In July last year we sent James Smith, Director of Primal UK, to ride the first edition of the Two Ton Tour. A brand new event featuring back-to-back century rides on a single weekend, the Two Ton Tour is aimed squarely at hardcore cyclists looking for a serious challenge.

Here's his report: just be warned, you have to like hills...

It can't rain two years in a row... can it?
It can't rain two years in a row... can it?

Nasty... If I was going to describe this event in one word that would be it, "nasty". Although the pre-event blurb for the Two Ton Tour is pretty clear about the challenge in store, the actual reality still manages to be far, far different.

So the Two Ton Tour is a 200 mile return cycling trip starting near Leominster and heading west over the Cambrian mountains towards the coast and Aberystwyth. The organisers mention the fact that climbing is around 10,000ft (3050m) a day! The actual figure is nearer 7000ft (2130m) a day, but still that is, as I said, nasty.

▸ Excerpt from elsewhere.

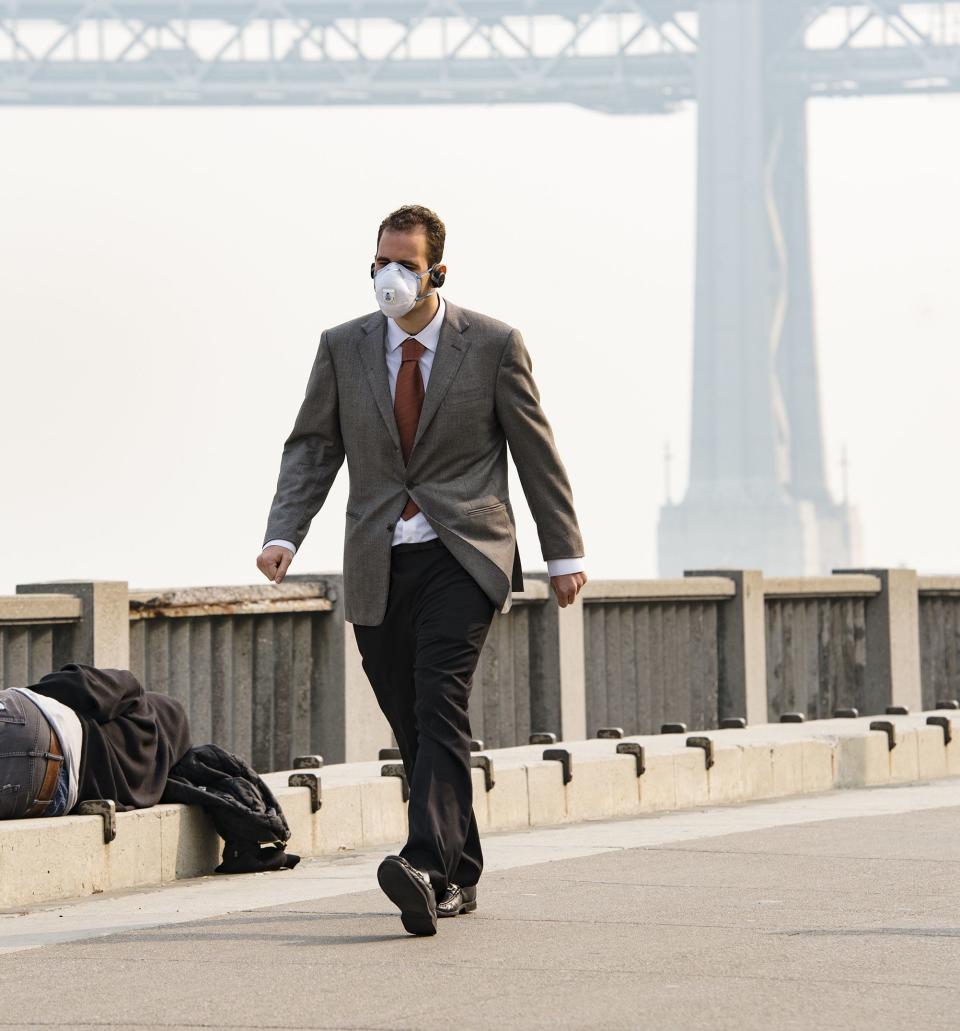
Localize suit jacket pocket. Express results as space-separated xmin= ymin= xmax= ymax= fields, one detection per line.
xmin=464 ymin=501 xmax=506 ymax=516
xmin=445 ymin=386 xmax=493 ymax=405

The event is run by ex-downhill racer Ed Moseley, who obviously has a dark side when it comes to organising events. The pre information was very informative and actually useful when it came down to event day.

You are instructed to bring one bag (airline style size), and after registering you attach a label and give it to the organisers who will return it to you at the end of the day at Aberystwyth university. Once your bag is handed over you roll out to the low profile start line. There were only 58 starters gathered under the leaden sky for this inaugural edition; well, we were warned about the weather.

>>> Check out James' short film of the Two Ton Tour on YouTube >>>

The roll out itself is pretty gentle, that is until you pass the Welsh border, then the relentless steep climbs begin. Over and over again the incline tops out over 25% across Wales. I am no racing snake, but I am not unfit either, so rolling around at an average speed of 13mph into a headwind was punishing to say the least.

After 30 miles mostly uphill, we finally reached the first feed. This was a slight problem, the food provided was not great. A feed station acts as a reward in most events, a chance to relax, to chat and of course eat and drink. Here there was only flapjacks, jelly beans and bananas; remember the entry fee is £120, so more work needed here.

Once back on the road it wasn't long before we were climbing again, and now comes another small gripe: some of the roads were small, and I mean small. In fact some had grass growing in the middle, whilst others were covered in sheep poo. I think the event may wish to advertise this fact and possibly invite the option of riding cross or gravel bikes; this course was right on the edge of what a road bike can deal with, especially in the rain.

Yes the rain, it did rain pretty much 70% of the time. But that's OK, it is to be expected in the UK.

Once we arrived in Aberystwyth university we were quickly given keys, bags and instructed on the location of our rooms, a nice room with shared facilities, perfectly adequate for our short stay. The food on campus was quite a walk from the accommodation (I don't think my legs appreciated that) but it was plentiful and of good quality.

On the Sunday we set off early after handing back out bags, keys etc. This time the first two hours were pretty standard stuff but it was not long before we hit the climbs again and this time it included such beauties as the Devil's Staircase, a straight 2km climb topping out over 25%.

Finally after seven hours, yes seven hours, we reached the HQ back in Leominster for a well earned beer and debrief. We had survived the first ever running of the Two Ton Tour.

Torment, yes - but at the same time strangely satisfying. Would I do it again? Probably not.*

So be fair warned, this is a tough, tough, brutal event - right up there with the Fred Whitton.

The Two Ton Tour returns on 14-15 July 2018. And this year it's sponsored by Primal... so it looks like James changed his mind once his kit dried out and his legs had a chance to recover!